The village stood on a small, slightly elevated hill in the middle of a wide plain. It was linked by secondary roads to neighboring villages, as well as to ‘Attil, the “mother” village. Originally residents from Khirbat Zalafa came from ‘Attil to farm the village lands, they eventually settled in the village to be closer to their farms.
In the late nineteenth century, Khirbat Zalafa was described as a small hamlet with springs to the south. Agriculture was based on watermelons, vegetables, grain, and olives.
Occupation and Depopulation:
The Haganah command considered the coastal area north of Tel Aviv to be “the core of the emergent Jewish State” and decided to secure it before 15 May 1948, by depopulating it of its Arab inhabitants.
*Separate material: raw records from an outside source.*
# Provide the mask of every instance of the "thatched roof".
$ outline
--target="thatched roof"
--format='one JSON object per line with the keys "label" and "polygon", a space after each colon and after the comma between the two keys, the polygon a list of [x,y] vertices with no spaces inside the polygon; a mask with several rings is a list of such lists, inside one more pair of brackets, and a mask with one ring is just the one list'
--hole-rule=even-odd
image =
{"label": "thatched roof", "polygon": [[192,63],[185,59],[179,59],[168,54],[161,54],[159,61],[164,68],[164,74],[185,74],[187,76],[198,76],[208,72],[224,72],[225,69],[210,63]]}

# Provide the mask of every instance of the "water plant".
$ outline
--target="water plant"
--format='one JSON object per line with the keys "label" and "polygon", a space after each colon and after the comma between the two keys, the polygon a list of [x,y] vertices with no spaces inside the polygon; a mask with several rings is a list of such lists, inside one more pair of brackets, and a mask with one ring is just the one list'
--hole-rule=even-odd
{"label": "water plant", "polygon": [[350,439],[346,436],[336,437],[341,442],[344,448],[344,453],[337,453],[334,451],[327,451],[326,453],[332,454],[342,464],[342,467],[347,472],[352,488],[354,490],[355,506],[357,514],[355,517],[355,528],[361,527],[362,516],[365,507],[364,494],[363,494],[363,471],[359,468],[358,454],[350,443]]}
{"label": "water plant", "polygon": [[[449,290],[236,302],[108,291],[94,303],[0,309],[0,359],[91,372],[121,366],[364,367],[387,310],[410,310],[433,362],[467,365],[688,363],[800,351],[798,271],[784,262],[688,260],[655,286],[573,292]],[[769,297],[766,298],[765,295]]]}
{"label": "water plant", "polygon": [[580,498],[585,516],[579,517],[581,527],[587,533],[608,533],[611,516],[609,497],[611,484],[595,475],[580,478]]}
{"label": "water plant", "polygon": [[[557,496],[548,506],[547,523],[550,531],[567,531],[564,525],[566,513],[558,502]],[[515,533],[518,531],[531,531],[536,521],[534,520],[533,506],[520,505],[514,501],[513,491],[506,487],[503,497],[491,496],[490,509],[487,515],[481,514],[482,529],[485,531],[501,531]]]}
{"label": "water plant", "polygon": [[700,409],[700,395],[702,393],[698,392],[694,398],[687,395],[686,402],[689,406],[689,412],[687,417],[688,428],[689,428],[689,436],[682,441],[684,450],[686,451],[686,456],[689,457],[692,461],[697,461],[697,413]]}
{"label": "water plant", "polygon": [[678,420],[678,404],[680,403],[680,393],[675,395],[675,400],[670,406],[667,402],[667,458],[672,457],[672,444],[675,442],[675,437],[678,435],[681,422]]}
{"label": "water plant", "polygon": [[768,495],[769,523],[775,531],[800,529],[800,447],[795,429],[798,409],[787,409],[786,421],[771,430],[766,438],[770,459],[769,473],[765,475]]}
During early April a series of expulsion orders were issued to the communities that remained. About mid-April, Haganah representative reached an agreement that if they left local Zionist settlements would safeguard their homes after the war. At the end of the month and in early May, the houses of the village (as well as a number others) were systematically destroyed by the Haganah, assisted by the local Zionist settlements.
Israeli Settlements on Village Lands:
There are no Israeli settlements on village land.
The Village Today:
The village has been completely levelled. Today both the original site and surrounding areas are covered with Israeli citrus orchards.